Squinting her eyes like a savvy sleuth in the opening scene, Carla as the swineherd Nicodemus quickly references the nearby heath and his determination to hunt down the werewolf suspected in the death of Lord Edgar’s son. As the action speeds up and the creepy creatures proliferate (inspiring Carla’s more outré costume designs), we need to be watchful in keeping track, not only with who’s who but with who’s what. Once the thunder stops, the full moon will have its effect, so we can be on the lookout for the kindred of Lon Chaney, Bela Lugosi, Sir Laurence Olivier, Lady Macbeth, and Edgar Allen Poe.

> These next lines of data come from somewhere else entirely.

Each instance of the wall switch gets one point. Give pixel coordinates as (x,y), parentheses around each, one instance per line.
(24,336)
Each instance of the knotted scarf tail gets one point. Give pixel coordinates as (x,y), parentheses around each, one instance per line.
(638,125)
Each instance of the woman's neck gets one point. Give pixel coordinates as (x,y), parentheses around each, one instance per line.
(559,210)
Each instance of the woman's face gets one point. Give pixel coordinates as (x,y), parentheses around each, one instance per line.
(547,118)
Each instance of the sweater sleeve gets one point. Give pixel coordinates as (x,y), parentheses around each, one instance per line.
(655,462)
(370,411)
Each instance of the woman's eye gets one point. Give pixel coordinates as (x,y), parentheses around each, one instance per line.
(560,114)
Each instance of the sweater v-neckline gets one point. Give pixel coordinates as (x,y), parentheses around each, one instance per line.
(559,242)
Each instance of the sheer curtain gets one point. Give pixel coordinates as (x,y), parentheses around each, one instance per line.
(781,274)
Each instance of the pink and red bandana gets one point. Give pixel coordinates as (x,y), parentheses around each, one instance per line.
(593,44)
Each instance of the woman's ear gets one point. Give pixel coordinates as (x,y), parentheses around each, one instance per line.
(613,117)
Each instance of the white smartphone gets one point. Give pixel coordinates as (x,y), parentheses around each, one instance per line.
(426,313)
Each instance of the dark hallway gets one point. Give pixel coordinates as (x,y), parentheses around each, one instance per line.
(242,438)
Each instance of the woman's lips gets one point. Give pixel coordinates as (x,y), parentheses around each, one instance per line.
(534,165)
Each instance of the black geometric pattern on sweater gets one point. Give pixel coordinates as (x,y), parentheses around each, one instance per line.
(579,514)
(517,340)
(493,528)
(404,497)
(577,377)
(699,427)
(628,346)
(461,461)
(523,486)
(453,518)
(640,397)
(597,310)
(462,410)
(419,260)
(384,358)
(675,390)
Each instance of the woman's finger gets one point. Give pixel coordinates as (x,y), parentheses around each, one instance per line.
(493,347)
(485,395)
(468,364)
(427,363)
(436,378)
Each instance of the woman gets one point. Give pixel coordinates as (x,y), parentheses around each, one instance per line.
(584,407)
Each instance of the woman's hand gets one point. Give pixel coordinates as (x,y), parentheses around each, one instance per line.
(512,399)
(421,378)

Ludlam wrote all the roles that Carla plays in this quick-change romp for himself and the others for Everett Quinton, his partner in the Ridiculous Theatrical Company and in life. And Ludlam also directed the 1984 premiere. Small wonder, then, that legendary actor/director Alan Poindexter was actually dissatisfied with Innovative Theatre’s storied 1993 production at the fabled Pterodactyl Club – for he merely starred in that historic riot. He told me in 1995 that he was itching to revisit the script.

Where he didn’t say, but presumably, Poindexter yearned to act and direct next time around, the dual roles that both Carla and King are fulfilling now. The fun they’re having with it was unmistakable almost from the start last Friday. Those many costume changes certainly quicken the heartbeat and release the adrenalin when these gifted players are switching outfits backstage – often speaking lines of dialogue while they do.

It’s gotta be dark back there, so in a small space where so many costumes are parked, Lorms must be especially adept as he switches hats and takes on the stage managing. If there’s an additional person hanging up the hastily discarded clothes, it must really be mayhem back there!

While Carla is shuttling between her Nicodemus and Lady Enid costumes, King is shedding her maidservant uni – and that wig – whenever the Lord Edgar returns from his various adventures. Tortured soul! After losing his ex to a vampire and his son to a werewolf, noble Edgar tasks himself with tracking down both supernatural monsters, with only Nicodemus for backup. Poor choice.

Leaving a beautiful lady alone on a lonely manor; especially near moors, heaths, mists, and hail; is never a good idea, confirmed by even a smattering of familiarity with Hollywood horror. After discovering that an Intruder has left telltale teeth marks around his beloved’s jugular, Lord Edgar proves that he has learned his lesson by immediately traipsing off to Egypt to solve this mystery. Thoughtfully, he checks Lady Enid into a sanatorium.

While Milady convalesces, Carla can transform into two Egyptians, Lord Edgar’s turbaned guide and his royal quarry, the remarkably well-preserved Princess Pev Amri. More hilarity for us; more heartbreak for Lord E.

An easier mystery for us to solve was why the Egyptian scene was moved back from the beginning of Act 2 to the end of Act 1. That sarcophagus appears on both stages, so Carla and King can rely on outside help in schlepping it. In its wake, we’re left facing a handy cantina where we can line up for refreshment during intermission.

No doubt the respite is a godsend for Carla, King, and the hidden crew as they regroup, relax, and hydrate. Action is noticeably more frenetic after the break. Masks appear more frequently, and we’re treated to cameos by vampires and various werewolf body parts, far eclipsing the wolf’s carcass tossed into Act 1. In the hurly-burly, all the mysteries and who’s-whats are solved – but you’d better be alert if you want to catch all the solutions.

By then, you may have been laughing too hard to care.